On altı yıl önceydi…
Aralık ayının keskin soğuğu sokaklara çökmüş, sanki gökyüzü bile yas tutmaya hazırlanıyordu.
O gün bir kurşun, sadece bir gazeteciyi değil; Anadolu’nun sesini, taşranın nefesini, bir şehrin vicdanını hedef aldı.
Cihan Hayırsevener toprağa değil, bu ülkenin utanç hanesine gömüldü.
Cihan;
kalemiyle savaşan,
adaletin izini süren,
korkunun yüzüne bakıp geri çekilmeyen bir meslektaşımızdı.
Yetim hakkı vardı yazdıklarında.
Kirli elleri ifşa etmekten geri durmadı.
Bandırma’daki ihale usulsüzlüklerinin üzerine gidiyordu;
“Burada yetimin hakkı var Ramazan… Susarsak yarın yüzümüze bakamaz bu şehir. Biz de vebaliyle yaşarız” demişti.
Onu son gördüğüm gün…
Gözleri uzaklara dalıp, sesi çatlayarak bana şunu fısıldadı:
“İçimde kötü bir his var… Bunlar iyice kudurdu.
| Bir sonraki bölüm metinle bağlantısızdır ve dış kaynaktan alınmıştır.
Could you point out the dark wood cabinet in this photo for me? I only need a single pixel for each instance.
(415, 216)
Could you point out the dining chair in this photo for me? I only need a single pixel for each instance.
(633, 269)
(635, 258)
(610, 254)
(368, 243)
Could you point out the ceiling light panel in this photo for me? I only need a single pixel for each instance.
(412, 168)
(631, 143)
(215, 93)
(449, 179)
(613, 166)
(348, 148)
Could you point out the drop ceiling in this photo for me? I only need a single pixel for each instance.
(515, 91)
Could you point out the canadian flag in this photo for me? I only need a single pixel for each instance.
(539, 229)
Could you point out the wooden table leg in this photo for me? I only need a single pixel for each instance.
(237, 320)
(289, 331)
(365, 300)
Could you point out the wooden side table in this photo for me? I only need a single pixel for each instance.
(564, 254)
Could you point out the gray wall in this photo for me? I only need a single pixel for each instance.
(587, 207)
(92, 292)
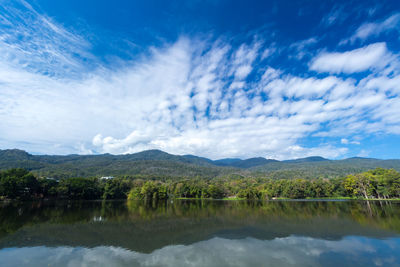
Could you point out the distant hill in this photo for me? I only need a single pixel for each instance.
(159, 164)
(308, 159)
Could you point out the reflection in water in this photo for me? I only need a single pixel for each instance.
(288, 251)
(200, 233)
Bir şey olacak…”
Biliyordu.
Bir insan, kaderin ayak seslerini bazen duyar.
Bir hafta sonra pusuda bekleyen karanlık yüzünü gösterdi.
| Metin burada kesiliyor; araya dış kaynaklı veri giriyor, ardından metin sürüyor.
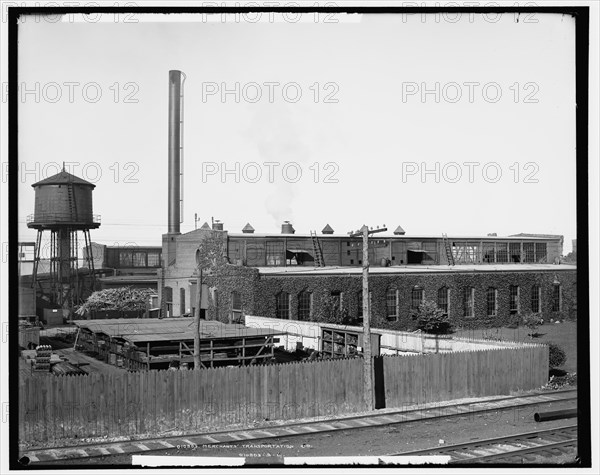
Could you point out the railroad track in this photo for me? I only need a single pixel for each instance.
(428, 412)
(517, 448)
Cihan’ı gazetesine giderken alçakça öldürdüler.
Biz acımızı içimize gömdük.
Anadolu’nun yasını Anadolu tuttu.
Çünkü büyük şehirler, kendi sahnesi dışında yaşanana çoğu zaman kördür.
İstanbul’un ve Ankara’nın ışıkları o kadar parlak ki,
Anadolu’da sönen bir ömrün gölgesini bile görmediler.
“Duymadım… Görmedim… Bilmiyorum…” diye geçiştirdiler.
Milli Mücadale döneminde gazeteleriyle bayraklaşan Balıkesir'in ilk basın şehitlerinden birine,
bir damla vefa gösterme zahmetine girmediler.
Ama bir televizyon figürü tokat yiyince,
sahte kahramanlık gösterileriyle ortalığı ayağa kaldırdılar.
Sloganlar attılar, timsah gözyaşları döktüler.
Mağdur ünlüyse, vicdan bir anda hatırlanıyor;
mağdur Anadolu’yduysa sessizlik büyüyor.
Sopa yiyen Dursunbeyli olunca,
üç kişi duyuyor, dördüncüsü dönüp bakmıyor.
Gazeteci taşralı olunca,
cenazesine gitmeye bile cesaret edemiyorlar.
Korku, vefayı boğuyor.
Sözde duyarlılık, iş vitrine gelince hatırlanıyor.
Bugün herkes “çürüyoruz” diye şikâyet ediyorsa,
sebebi Anadolu değil…
Sebebi; bu ülkeyi iki şehirden ibaret sanıp geri kalanını unutanlar.
Hakikatin damarını kurutanlar.
Karanlığı büyütenler.
Benim gönlümde;
Uğur Mumcu neyse, Abdi İpekçi neyse, Cihan Hayırsevener de odur.
Aynı karanlığın hedefi, aynı cesaretin mirasıdır.
Gazetecileri öldürerek, döverek, susturarak bu memleketi diz çöktüreceklerini sananlara bir çift sözüm var:
Hakikatin önüne set kurulur, ama asla durdurulamaz.
Karanlık uzun sürer, ama bir gün mutlaka hesap sorulur.
Hakikatin yolu, bazen kanla çizilir; ama sonunda her zaman hak olan kazanır
Bugün Cihan’ın mezarına rüzgâr dokunuyor,
bizim içimizde ise hâlâ onun sesi yankılanıyor:
“Yetim hakkı vardır…”
Cihan'ın kelimeleri hâlâ ayaktadır.
Onun cesareti hâlâ bizimledir.
Onun bıraktığı hakikat borcu hâlâ omuzlarımızdadır.
Cihan’ı;
öfkeyle, acıyla, ama en çok da saygıyla anıyorum.